Cinéma des différences
du 25 novembre au 4 décembre 2005
www.retourdimage.org
Renseignements, réservations : 01 43 14 65 47 ou retourdimage@noos.fr
Le FESTIVAL RETOUR D'IMAGE, cinéma des différences, est un temps de réflexion sur l'image des personnes handicapées au cinéma. Il est organisé tous les deux ans, par une équipe composée d’acteurs, de cinéastes, d’artistes et d’étudiants. Touchés par des handicaps différents (certains sont sourds, d’autres aveugles, d’autres ont des handicaps moteurs) mais tous cinéphiles, ils permettent une approche plurielle des films. Les films sont sous-titrés et, pour la plupart, audio-décrits pour les déficients visuels. Les débats, qui suivent chaque projection, sont interprétés en Langue des signes française.

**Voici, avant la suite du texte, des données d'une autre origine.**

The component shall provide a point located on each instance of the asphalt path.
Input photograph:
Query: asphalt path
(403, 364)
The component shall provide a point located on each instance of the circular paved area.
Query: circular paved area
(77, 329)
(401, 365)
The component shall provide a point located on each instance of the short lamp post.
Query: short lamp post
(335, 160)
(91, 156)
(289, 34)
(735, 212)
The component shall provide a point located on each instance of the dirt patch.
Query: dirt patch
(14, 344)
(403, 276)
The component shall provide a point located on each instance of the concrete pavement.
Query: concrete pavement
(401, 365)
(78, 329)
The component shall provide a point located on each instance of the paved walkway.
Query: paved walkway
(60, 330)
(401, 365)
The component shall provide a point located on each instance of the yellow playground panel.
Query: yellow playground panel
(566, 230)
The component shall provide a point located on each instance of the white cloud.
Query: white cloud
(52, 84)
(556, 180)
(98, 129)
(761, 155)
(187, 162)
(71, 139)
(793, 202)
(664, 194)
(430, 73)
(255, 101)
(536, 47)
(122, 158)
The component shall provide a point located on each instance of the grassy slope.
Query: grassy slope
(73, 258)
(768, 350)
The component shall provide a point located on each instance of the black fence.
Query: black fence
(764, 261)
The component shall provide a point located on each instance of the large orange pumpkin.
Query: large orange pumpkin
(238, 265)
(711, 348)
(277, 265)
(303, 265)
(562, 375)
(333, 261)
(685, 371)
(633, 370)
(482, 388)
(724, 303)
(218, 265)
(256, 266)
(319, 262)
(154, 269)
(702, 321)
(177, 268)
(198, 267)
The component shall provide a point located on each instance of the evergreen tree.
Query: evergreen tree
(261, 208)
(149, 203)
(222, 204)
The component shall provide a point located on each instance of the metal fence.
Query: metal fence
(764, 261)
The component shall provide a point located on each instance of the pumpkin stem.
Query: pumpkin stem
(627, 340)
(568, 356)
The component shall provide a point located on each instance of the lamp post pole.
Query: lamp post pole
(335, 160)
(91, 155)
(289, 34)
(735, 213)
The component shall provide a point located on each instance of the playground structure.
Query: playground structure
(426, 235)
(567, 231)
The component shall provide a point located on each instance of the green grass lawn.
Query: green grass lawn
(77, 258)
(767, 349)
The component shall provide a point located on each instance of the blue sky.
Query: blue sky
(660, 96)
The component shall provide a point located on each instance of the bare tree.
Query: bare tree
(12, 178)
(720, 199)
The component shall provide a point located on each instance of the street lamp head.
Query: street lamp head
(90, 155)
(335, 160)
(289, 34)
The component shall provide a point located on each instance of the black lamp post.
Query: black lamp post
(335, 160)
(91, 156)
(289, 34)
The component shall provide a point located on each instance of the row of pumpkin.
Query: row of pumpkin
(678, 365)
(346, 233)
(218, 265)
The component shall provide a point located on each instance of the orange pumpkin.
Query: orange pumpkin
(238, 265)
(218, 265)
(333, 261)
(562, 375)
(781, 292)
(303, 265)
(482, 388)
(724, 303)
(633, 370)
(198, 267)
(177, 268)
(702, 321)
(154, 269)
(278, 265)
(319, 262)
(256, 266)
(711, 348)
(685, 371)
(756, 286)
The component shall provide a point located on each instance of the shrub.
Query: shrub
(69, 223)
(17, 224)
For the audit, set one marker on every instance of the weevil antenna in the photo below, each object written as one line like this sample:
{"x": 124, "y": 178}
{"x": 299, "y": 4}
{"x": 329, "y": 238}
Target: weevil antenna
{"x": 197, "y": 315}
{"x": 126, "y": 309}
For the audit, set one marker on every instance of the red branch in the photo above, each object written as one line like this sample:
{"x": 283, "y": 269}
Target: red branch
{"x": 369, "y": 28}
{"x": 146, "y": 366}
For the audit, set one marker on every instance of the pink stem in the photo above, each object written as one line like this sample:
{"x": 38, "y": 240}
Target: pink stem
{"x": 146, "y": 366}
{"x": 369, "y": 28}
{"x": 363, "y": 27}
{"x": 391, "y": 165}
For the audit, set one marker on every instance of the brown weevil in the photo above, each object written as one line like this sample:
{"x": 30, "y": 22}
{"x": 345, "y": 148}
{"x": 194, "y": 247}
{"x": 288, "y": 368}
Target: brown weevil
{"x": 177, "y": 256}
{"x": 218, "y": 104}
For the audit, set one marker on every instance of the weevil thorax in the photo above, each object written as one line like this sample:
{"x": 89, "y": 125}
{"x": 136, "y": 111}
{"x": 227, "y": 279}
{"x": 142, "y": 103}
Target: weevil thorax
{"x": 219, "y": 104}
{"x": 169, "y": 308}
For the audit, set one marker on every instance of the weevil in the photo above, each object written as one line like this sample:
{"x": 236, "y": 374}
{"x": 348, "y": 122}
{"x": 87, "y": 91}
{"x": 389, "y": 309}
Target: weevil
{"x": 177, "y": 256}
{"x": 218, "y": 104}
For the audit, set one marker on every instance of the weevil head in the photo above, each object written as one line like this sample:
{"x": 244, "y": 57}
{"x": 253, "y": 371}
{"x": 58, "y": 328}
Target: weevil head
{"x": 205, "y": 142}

Le Festival se tient au MK2 Bibliothèque et le Ciné220, qui a fait installer des équipements d’audio-description et sous-titrage dans une de ses salles en 2005. Ces deux cinémas sont des modèles d’accessibilité, alors que cet investissement reste malheureusement encore rare dans le secteur des salles d’Art et d’Essai.LE FESTIVAL RETOUR D'IMAGE est bien sûr accessible à tous les publics, pas seulement aux personnes handicapées !
Associé cette année au Mois du film documentaire, il pose des questions de pratique artistique, de société et de représentation qui nous concernent tous. Il y aura trois séances scolaires à Paris et une séance orientée vers un public jeune hors temps scolaire, à Brétigny sur Orge.
RETOUR D’IMAGE 2E EDITION
MODE d’EMPLOI
La première édition du festival Retour d'image, en décembre 2003, avait pour titre "Cinéma et handicap, une rétrospective critique" et parcourait l'histoire du cinéma depuis ses origines. Elle présentait plus de 55 films courts et longs, principalement de fiction, accompagnés de débats avec des cinéastes, auteurs et acteurs invités (Jean-Claude Carrière, Stephen Dwoskin, Jean-Pierre Sinapi, Emmanuelle Laborit, François Dupeyron, Jean-Claude Brisseau, Philippe Adrien pour ne citer qu'eux...).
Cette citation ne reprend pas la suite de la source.